Шрифт:
Интервал:
Закладка:
Минувшей ночью впервые за всю смену Виталик, готовясь к прощальному концерту, сгенерировал что-то стоящее. Раз уж ему досталась мушкетерская шляпа, он решил стать д’Артаньяном и даже написал песню о любви к прекрасной Констанции, которую он повстречал в пионерском лагере. Из реквизита понадобилась бы только кровать, которую Леха согласился вытащить на сцену, но Ленка отчего-то категорически отказывалась сыграть роль его умирающей возлюбленной.
Ее уговаривали все, кто мог, но она гавкала в ответ свое «нет-нет-нет» и ничего не хотела объяснять. Когда до концерта осталось три часа, а именно сразу после горна на тихий час, Виталик бросил все попытки ее уговорить и выбежал из корпуса на улицу, чтобы в кустах сирени с сосновой веточкой в руках «проветрить мозги».
«Ну как же так, – рассуждал он, – это был бы такой красивый номер: я в шляпе и в плаще из покрывала с рисунком “турецкий огурец”, а она… в трикотажной юбке до пят и блузке, застегнутой на все пуговицы». Внезапно он догадался, в чем дело: Ленке было нечего надеть, чтобы перевоплотиться в романтичную Констанцию. «Вот, блин, – подумал он, – она прямо как моя мама. Такая же сексуально не раскрепощенная. То ли дело Галя…»
Теперь уже сексуально раскрепощенный Виталик с удовольствием перебрал в памяти все, что ему удалось увидеть и пощупать в Галиной комнатке за игрой в карты, и решил, что можно что-нибудь стрельнуть у старшей вожатой. Особенно подошло бы то розовое, с помпончиками. Но Галя оказалась маленького роста. Маринка тоже ростом не вышла, поэтому, «проветрив мозги» еще раз, Виталик пришел к нам.

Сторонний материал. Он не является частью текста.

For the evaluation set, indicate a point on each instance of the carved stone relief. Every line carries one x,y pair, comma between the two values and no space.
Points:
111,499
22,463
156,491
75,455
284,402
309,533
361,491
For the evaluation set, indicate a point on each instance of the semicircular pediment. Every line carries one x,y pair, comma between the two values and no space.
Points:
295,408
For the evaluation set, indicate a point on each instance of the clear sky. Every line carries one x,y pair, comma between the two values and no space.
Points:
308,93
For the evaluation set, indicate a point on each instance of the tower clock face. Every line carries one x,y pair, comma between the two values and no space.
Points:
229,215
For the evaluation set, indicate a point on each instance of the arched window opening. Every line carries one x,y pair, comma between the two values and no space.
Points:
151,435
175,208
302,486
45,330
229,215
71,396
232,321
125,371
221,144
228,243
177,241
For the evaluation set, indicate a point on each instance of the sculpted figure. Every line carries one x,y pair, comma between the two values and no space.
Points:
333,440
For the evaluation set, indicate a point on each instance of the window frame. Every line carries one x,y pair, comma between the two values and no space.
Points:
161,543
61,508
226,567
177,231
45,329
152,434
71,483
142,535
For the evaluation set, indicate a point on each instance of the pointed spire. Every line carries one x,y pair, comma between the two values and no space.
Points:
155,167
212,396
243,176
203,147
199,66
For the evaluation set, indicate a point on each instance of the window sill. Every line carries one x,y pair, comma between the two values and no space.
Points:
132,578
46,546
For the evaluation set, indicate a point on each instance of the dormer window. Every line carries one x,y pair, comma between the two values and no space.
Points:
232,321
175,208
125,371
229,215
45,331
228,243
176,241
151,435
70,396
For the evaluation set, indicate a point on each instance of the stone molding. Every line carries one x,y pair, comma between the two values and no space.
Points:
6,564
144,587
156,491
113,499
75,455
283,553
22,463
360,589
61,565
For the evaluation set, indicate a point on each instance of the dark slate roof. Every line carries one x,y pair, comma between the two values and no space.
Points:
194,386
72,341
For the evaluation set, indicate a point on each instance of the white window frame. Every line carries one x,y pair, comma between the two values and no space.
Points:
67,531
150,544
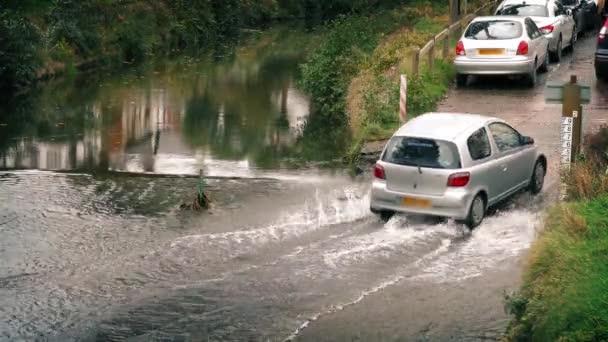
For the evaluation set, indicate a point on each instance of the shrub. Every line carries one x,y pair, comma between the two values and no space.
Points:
19,59
565,292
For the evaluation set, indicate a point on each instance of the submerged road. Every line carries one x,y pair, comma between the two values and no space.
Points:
111,258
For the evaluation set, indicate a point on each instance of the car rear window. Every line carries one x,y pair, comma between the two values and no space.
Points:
525,10
494,30
437,154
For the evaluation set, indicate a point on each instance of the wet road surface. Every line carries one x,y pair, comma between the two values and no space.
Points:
112,258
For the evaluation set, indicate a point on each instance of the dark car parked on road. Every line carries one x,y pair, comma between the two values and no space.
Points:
601,54
585,13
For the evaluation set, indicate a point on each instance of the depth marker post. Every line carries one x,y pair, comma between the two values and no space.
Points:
403,99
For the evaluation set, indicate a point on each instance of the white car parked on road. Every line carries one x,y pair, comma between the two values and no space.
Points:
454,165
553,20
501,45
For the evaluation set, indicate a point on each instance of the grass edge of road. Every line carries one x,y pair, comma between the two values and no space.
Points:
564,296
353,77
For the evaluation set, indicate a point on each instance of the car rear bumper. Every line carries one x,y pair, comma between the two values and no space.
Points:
454,203
468,66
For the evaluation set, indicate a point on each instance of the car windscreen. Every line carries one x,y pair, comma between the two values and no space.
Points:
525,10
494,30
422,152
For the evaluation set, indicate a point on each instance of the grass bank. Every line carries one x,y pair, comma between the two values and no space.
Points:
40,38
353,76
564,296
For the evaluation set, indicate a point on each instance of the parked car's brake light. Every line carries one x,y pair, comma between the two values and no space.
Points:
603,32
460,49
522,49
458,180
547,29
379,172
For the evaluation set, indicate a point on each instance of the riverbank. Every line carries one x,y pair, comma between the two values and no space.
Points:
47,38
353,76
565,294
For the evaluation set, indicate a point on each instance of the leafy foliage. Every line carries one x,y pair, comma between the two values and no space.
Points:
565,292
19,59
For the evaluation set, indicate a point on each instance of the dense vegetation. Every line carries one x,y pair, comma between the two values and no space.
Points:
565,291
353,76
42,37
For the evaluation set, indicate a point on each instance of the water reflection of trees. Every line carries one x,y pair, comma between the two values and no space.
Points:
244,107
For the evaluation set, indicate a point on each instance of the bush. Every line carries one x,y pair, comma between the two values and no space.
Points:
19,59
565,292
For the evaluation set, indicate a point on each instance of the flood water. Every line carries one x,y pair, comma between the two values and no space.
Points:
229,113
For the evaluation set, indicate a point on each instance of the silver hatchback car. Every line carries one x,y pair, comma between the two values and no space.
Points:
454,165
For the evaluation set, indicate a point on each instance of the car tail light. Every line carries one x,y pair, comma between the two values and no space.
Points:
458,180
460,49
603,32
547,29
379,172
522,48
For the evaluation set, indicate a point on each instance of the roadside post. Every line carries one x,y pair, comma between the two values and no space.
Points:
571,95
403,99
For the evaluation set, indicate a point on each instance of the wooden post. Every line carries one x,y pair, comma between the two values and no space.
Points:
403,99
446,43
571,130
416,62
431,56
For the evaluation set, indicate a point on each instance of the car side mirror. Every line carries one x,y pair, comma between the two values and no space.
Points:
525,140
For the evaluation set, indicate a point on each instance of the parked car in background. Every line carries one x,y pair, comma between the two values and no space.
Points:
601,54
501,45
584,12
454,165
552,19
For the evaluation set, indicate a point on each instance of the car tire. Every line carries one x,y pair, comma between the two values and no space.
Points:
462,80
477,212
538,177
386,215
556,56
532,78
573,39
545,66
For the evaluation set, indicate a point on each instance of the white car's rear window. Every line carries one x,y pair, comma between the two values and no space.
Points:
494,30
422,152
524,10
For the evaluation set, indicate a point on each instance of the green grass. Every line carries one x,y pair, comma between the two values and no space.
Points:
565,291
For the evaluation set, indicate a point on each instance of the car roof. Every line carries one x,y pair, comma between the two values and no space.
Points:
529,2
444,126
501,17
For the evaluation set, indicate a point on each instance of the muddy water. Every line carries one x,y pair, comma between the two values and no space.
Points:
79,266
295,254
230,113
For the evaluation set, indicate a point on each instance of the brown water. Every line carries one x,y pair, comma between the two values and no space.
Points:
229,113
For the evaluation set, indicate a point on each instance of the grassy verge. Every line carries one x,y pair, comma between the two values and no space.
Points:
564,296
354,75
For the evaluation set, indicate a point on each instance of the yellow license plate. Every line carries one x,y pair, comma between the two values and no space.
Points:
415,202
491,52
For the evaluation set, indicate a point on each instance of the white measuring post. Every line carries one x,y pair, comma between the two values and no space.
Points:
566,151
403,99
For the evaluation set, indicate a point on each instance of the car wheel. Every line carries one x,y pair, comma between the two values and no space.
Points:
538,178
461,80
386,215
573,39
477,212
557,54
545,66
532,77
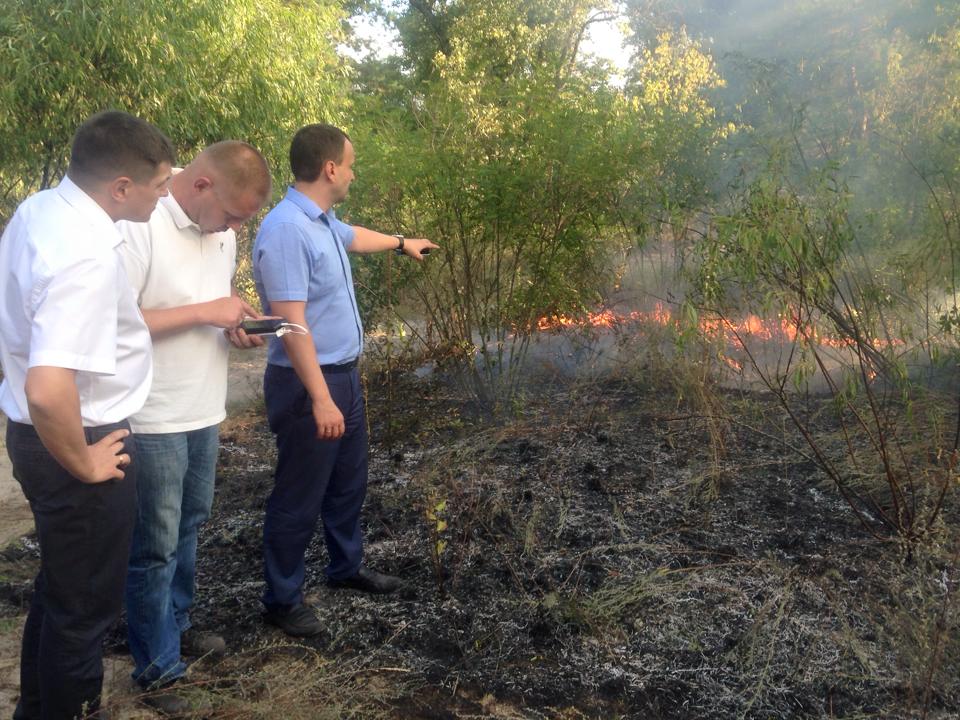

Всю эту историю он рассказывал при девочках, поэтому она приобрела форму сбивчивого рассказа о том, что Ленка, отправляясь в лагерь, совершенно не продумала свой гардероб, из-за чего теперь страдает весь отряд.
– Ничего не понял, – сказал Сережа, протянул руку за текстом песни и вслух прочитал результат творческих потуг Виталика:
Все было хорошо: дуэли, шпаги,
Но дернул черт приехать в этот лагерь!
На весь «Гудрон» ни одного трактира,
Пришлось селедку запивать кефиром.
Но встретил я любовь в простой столовке,
Где пахло щами, а еще – карболкой,
С тех пор мы вместе, как две половины,
Но в лагере кругом одни вражины!
Да! Вражины!
Констанция, Констанция, Констанция!
О, что это за белая субстанция?!
Констанция, Констанция, Констанция!
Измазанная пастой спит Констанция!
При всей незамысловатости текста его автор светился как самовар, на который опирался, до сих пор пытаясь отдышаться, и скромно опускал глаза, заранее отказываясь от бурных оваций, готовых взорвать тишину в игровой.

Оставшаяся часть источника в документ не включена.